Jenny Channing

Q. Jenny, tell us a bit more about yourself, how did you get into Agility?

A. I think this answer and the next are interlinked. Our first dog was a rescue who had German Shepherd ears so when she was older we added a German Shepherd to the household. I did obedience training with the GSD. Subsequently, we had two more German Shepherds. One of these died suddenly and when the original matriarch died the young one was all alone and did not enjoy being the dog in charge so I looked for something more than obedience for her to do in an attempt to allay her anxiety.

Q. How did you get involved with Vineyard Agility?

A. Continuing from above. Vineyard Agility was recommended and I contacted Maryna and so began a lovely journey.

Q. You are currently competing with your 2 German Shepherds, have you always trained German Shepherds or have you had other breeds as well?
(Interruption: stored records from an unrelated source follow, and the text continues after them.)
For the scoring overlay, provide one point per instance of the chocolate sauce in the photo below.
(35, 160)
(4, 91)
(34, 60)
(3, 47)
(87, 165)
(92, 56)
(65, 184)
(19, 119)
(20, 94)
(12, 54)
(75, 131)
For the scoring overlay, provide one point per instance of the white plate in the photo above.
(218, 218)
A. I grew up with Great Danes and x-breeds who were nothing like German Shepherds. My next dog was the rescue and since her we have had German Shepherds. The current ones are numbers 5 and 6.
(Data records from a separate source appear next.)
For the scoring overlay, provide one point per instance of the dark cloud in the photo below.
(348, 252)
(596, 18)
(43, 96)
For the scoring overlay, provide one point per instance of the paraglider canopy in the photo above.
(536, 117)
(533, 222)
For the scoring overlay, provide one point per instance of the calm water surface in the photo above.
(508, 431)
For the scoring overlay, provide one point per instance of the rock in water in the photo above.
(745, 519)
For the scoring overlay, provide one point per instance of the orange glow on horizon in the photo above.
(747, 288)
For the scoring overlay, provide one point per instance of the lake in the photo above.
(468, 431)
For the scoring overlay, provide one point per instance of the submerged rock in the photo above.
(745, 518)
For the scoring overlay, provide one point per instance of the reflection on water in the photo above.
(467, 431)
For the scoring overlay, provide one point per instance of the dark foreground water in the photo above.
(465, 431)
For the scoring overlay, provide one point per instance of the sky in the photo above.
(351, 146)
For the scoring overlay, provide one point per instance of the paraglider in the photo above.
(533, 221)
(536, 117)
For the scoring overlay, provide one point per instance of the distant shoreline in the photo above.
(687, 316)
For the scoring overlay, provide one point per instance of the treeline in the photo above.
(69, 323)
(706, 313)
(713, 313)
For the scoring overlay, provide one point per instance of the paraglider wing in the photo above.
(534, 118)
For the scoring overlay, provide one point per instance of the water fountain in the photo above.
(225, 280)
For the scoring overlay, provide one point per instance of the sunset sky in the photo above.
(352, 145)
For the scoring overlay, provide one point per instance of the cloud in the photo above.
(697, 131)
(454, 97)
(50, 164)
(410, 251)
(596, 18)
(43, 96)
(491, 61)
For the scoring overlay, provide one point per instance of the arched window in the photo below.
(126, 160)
Q. German Shepherds are not a breed that you often see on the Agility course, why is that?

A. German Shepherds train easily and are quite agile. I suspect that most people who have working German Shepherds do other aspects of dog training with them. GSD are large dogs and not very long-lived so the agility career may be fairly short.

Q. Have you ever been, or are you currently involved in any other dog training?

A. All our previous German Shepherds went to obedience training and obtained their BH qualification. I have done some fun tracking too. The current two have done only basic obedience in formal classes.

Q. Your 2 German Shepherds differ day and night, what challenges do you have training them?

A. My challenge with Honey who has high drive and toys have high value has been to find a system where she will work away from the toy without being distracted and looking to the sky hoping for a toy to plummet into her mouth. Also, she is faster than my previous dogs and works further away from me so I have to give her space and try to move at some speed.

Zach, as you say, is not like this. He does not value toys at all and food only slightly. I found that praise and ruffling was the best motivator for him. I have spent time during lockdown building value for jumps. There is a critical distance that I can move away before the connection with Zach is broken and he is all alone and sniffing for comfort.

Q. Is there any advice you can give someone that wants to start Agility?

A. Yes, just give it a try! Agility training is really the best fun you can have with your dog. There is nothing quite like a round when all goes well. The dogs enjoy it too and it is a good way to socialise dogs.

Q. Apart from attending class once a week, how important is home training and what advice can you give?

A. Without training at home, it is difficult to consolidate what is learned in class, and progress will be slow.
Home practice does not have to be an entire agility lesson you can hone aspects of the skills like weave entries or the 2o2o position in short positive sessions.